Are variational approximations, MCMC or EP appropriate in a production environment?

Yes, of course. And in a production environment we should be continually testing these using fake-data simulation.

Can I use the propensity score and call myself a Bayesian?

Sure. You’re doing Bayesian inference conditional on some data summaries.

How can I elicit a prior over a massive dataset?

The same way you elicit a data model or a statistical procedure. Work from first principles or take what was done before and modify it.

Is Bayes a reasonable theory of how to be perfect but a hopeless theory of how to be good?

No. You got it backward. Bayes is a reasonable theory of how to be good but a hopeless theory of how to be perfect.

Do we need Bayes when we can just A/B test?

Huh? “Bayes” and “A/B test” are not parallel. A/B test is a data collection scheme; Bayes is data analysis. I do think that Bayes is extremely relevant for analysis of A/B tests, because the point of an A/B test is to make a decision. Or, maybe I should say, hierarchical Bayes is extremely relevant for analysis of a series of A/B tests, because the point of a series of A/B tests is to make a series of decisions.

What combinations of pragmatism and idealism can be used to deploy Bayesian machine learning in a large scale live system?
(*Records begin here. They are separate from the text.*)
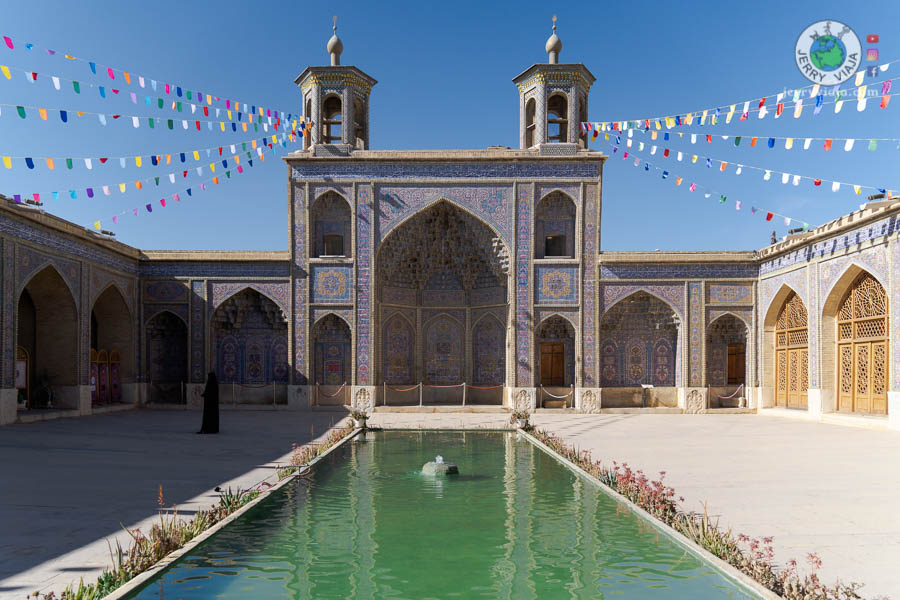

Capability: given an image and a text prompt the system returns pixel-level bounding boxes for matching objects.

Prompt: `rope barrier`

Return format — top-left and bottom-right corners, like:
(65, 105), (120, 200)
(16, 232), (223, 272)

(716, 383), (744, 400)
(384, 385), (419, 392)
(319, 381), (347, 398)
(541, 385), (575, 400)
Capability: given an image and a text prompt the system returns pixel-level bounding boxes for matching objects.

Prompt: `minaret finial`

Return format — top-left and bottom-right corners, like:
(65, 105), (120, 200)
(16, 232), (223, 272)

(326, 15), (344, 66)
(544, 15), (562, 65)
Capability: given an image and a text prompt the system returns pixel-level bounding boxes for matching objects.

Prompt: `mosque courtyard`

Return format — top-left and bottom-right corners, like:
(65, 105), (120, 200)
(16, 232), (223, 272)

(0, 410), (900, 599)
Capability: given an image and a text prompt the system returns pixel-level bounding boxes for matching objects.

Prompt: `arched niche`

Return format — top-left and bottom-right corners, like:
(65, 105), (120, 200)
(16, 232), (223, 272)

(90, 284), (135, 404)
(210, 288), (288, 386)
(310, 191), (353, 257)
(705, 313), (749, 408)
(820, 264), (891, 415)
(16, 266), (80, 408)
(144, 311), (189, 404)
(534, 191), (576, 259)
(312, 313), (352, 386)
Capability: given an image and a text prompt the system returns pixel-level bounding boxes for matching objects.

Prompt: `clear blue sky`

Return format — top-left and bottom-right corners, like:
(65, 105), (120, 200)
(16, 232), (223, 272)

(0, 0), (900, 250)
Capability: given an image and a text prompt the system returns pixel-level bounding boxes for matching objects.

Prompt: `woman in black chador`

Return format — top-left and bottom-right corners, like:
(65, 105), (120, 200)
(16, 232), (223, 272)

(197, 372), (219, 433)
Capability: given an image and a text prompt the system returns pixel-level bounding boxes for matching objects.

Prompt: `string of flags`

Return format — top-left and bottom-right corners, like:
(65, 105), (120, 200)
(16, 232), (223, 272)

(581, 70), (900, 134)
(608, 137), (809, 231)
(606, 129), (900, 152)
(14, 132), (300, 231)
(0, 35), (290, 120)
(0, 65), (293, 125)
(604, 128), (885, 195)
(0, 128), (311, 171)
(3, 133), (297, 203)
(0, 103), (306, 133)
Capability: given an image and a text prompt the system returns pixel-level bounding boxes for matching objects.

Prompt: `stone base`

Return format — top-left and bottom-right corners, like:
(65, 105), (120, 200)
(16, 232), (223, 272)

(575, 388), (601, 414)
(505, 387), (537, 412)
(287, 385), (312, 412)
(678, 387), (709, 415)
(0, 388), (19, 425)
(806, 388), (836, 419)
(350, 385), (378, 414)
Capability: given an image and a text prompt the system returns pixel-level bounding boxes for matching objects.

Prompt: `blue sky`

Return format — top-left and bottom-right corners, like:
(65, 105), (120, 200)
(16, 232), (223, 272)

(0, 0), (900, 250)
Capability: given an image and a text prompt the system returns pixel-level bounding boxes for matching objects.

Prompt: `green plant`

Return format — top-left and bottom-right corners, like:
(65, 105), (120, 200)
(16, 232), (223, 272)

(31, 424), (353, 600)
(528, 428), (862, 600)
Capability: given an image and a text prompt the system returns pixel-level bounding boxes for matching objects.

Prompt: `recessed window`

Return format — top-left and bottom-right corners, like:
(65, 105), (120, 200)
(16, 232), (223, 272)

(547, 94), (569, 142)
(525, 98), (535, 148)
(544, 235), (566, 256)
(324, 234), (344, 256)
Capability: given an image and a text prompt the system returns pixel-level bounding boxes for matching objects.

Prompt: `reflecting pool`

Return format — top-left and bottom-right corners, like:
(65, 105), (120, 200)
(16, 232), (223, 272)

(126, 431), (752, 600)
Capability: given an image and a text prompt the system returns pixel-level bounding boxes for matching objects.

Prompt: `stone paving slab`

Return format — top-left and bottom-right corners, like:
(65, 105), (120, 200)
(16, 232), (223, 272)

(0, 410), (900, 599)
(534, 415), (900, 599)
(0, 410), (344, 600)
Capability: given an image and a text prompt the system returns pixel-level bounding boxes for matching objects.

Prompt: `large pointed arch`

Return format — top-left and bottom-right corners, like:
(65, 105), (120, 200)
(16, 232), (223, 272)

(90, 282), (136, 404)
(16, 264), (80, 408)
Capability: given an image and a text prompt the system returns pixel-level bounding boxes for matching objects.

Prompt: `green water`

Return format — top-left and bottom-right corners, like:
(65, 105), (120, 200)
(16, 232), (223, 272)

(126, 432), (750, 600)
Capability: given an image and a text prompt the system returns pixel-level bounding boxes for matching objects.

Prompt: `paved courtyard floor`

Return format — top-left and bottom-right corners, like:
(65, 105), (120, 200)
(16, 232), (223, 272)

(0, 410), (900, 599)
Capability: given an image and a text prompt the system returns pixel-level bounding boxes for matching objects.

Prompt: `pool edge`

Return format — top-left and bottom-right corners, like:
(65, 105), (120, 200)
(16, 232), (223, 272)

(518, 429), (784, 600)
(103, 427), (363, 600)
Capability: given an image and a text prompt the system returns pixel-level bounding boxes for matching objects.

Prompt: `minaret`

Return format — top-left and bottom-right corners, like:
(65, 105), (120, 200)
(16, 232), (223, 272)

(513, 15), (596, 155)
(294, 17), (378, 155)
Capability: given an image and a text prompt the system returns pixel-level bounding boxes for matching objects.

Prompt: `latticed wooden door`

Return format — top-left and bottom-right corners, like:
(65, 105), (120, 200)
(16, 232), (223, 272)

(837, 273), (888, 414)
(775, 292), (809, 408)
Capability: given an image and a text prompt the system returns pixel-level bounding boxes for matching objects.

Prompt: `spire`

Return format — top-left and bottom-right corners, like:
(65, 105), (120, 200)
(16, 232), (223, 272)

(544, 15), (562, 65)
(325, 15), (342, 67)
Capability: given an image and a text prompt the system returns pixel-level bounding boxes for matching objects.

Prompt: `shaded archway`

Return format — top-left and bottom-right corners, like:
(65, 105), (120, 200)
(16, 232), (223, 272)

(145, 311), (188, 404)
(535, 315), (575, 393)
(210, 288), (288, 403)
(16, 266), (80, 408)
(90, 285), (134, 404)
(763, 286), (809, 410)
(706, 314), (749, 408)
(821, 265), (890, 415)
(375, 200), (509, 403)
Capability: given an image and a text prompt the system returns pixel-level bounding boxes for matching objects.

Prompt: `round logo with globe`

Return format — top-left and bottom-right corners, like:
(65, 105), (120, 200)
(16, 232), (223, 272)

(794, 21), (862, 85)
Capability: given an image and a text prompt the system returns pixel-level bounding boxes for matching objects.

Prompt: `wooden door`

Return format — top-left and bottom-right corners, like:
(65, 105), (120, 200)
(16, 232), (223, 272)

(775, 292), (809, 408)
(728, 344), (747, 385)
(541, 342), (566, 386)
(837, 273), (889, 414)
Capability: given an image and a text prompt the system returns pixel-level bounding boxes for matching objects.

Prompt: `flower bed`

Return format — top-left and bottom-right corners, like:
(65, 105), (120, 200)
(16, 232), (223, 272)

(528, 428), (862, 600)
(37, 425), (354, 600)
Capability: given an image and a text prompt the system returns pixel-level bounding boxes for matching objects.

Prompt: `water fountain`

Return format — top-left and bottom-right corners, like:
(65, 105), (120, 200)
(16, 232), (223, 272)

(422, 454), (459, 475)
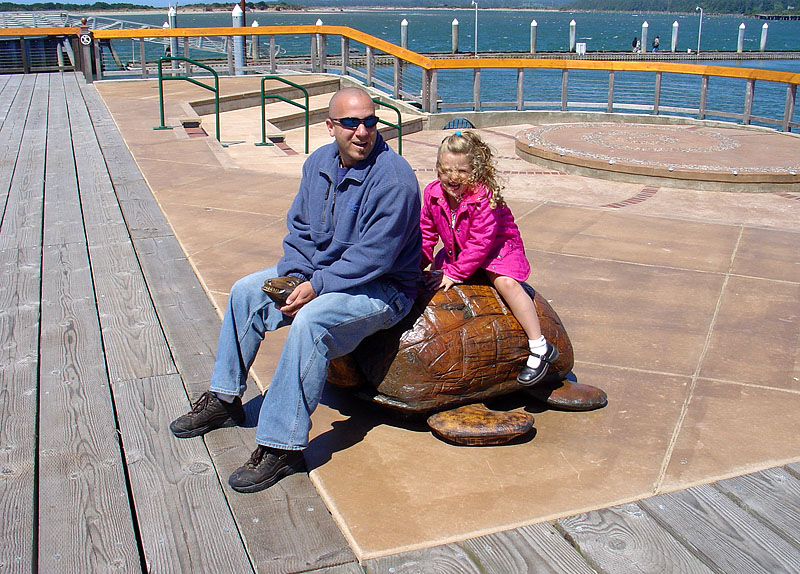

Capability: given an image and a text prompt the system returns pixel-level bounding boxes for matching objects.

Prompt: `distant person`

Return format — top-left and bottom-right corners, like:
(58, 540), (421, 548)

(170, 88), (422, 492)
(420, 131), (558, 386)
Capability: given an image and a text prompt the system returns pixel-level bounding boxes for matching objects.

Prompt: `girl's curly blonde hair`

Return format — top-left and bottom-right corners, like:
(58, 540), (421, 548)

(436, 130), (506, 209)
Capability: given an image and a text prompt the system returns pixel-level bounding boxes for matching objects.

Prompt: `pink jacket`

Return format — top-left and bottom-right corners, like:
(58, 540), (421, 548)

(420, 179), (531, 281)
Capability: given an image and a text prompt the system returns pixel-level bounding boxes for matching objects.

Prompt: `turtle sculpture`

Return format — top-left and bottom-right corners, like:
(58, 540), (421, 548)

(263, 277), (607, 445)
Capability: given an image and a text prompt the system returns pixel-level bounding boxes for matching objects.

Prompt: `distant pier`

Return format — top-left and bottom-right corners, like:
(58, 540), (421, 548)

(756, 14), (800, 20)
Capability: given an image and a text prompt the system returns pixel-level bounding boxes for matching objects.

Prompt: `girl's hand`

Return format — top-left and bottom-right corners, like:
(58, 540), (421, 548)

(439, 274), (461, 291)
(422, 271), (461, 291)
(422, 271), (444, 291)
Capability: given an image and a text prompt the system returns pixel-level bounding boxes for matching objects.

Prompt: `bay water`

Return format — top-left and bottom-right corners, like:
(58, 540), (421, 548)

(108, 8), (800, 127)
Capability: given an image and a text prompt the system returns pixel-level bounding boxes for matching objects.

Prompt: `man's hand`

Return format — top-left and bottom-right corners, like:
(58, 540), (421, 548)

(423, 271), (461, 291)
(280, 281), (317, 317)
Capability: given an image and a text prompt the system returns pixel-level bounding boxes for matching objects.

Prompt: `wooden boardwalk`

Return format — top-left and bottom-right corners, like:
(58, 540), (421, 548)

(0, 73), (800, 574)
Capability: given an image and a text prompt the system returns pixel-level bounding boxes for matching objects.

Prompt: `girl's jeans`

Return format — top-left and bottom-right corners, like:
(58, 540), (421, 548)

(210, 267), (413, 450)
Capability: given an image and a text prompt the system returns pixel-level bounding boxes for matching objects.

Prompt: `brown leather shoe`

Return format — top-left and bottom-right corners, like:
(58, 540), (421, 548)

(228, 445), (306, 492)
(169, 391), (245, 438)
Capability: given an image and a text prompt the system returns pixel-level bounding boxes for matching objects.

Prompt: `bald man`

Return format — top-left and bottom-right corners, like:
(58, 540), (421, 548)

(170, 88), (422, 492)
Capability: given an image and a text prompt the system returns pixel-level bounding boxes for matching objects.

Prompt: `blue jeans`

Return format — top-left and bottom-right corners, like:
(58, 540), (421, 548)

(210, 267), (413, 450)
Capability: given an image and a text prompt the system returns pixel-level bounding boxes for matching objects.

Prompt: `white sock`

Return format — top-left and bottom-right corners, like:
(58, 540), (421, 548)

(214, 393), (236, 404)
(527, 335), (547, 369)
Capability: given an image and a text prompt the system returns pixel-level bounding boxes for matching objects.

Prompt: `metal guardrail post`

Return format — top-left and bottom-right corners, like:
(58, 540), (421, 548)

(606, 70), (614, 114)
(317, 34), (328, 74)
(92, 35), (103, 80)
(78, 25), (94, 84)
(781, 84), (797, 132)
(139, 38), (147, 79)
(183, 36), (192, 76)
(254, 76), (311, 154)
(742, 79), (756, 125)
(372, 98), (403, 155)
(428, 69), (439, 113)
(342, 36), (350, 76)
(366, 46), (375, 87)
(269, 35), (277, 74)
(421, 68), (432, 112)
(653, 72), (661, 116)
(472, 68), (481, 112)
(697, 76), (708, 120)
(19, 36), (31, 74)
(392, 56), (403, 100)
(153, 56), (220, 147)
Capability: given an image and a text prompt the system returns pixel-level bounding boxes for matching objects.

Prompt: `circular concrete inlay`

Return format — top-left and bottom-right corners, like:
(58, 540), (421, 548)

(516, 122), (800, 192)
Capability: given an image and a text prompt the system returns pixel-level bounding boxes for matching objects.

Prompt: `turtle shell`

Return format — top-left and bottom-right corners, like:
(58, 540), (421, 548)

(328, 281), (573, 414)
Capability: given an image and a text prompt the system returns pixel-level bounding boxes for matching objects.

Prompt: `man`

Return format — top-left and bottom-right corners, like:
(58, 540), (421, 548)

(170, 88), (422, 492)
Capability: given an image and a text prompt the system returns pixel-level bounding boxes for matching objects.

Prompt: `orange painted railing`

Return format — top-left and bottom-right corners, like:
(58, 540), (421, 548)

(0, 25), (800, 130)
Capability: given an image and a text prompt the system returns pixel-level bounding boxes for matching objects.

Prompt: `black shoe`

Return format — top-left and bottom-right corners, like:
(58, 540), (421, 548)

(169, 391), (244, 438)
(517, 343), (558, 387)
(228, 445), (306, 492)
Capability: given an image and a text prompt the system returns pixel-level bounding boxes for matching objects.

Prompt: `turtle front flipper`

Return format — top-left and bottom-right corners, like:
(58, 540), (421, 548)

(428, 404), (533, 446)
(525, 379), (608, 411)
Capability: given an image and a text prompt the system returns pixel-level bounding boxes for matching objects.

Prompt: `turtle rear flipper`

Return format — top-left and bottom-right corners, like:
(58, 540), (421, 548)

(428, 404), (533, 446)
This one I know nothing about.

3 Comments

  1. David Rohde says:

    Thanks so much for your interesting answers, we are really looking forward to your 26 August talk!

    For context:
    “Can I use the propensity score and call myself a Bayesian?”
    is a reference to https://normaldeviate.wordpress.com/2012/08/28/robins-and-wasserman-respond-to-a-nobel-prize-winner/

    “Is Bayes a reasonable theory of how to be perfect but a hopeless theory of how to be good?”
    is a reference to http://www.senns.demon.co.uk/You_may_believe_you_are_a_Bayesian.pdf

    “Do we need Bayes when we can just A/B test?”
    could be clearer. The idea is what is the trade-off between a (possibly Bayesian) modelling effort to determine if A is better than B and just trying it. Bayesian approaches to A/B testing seem like a very interesting topic however!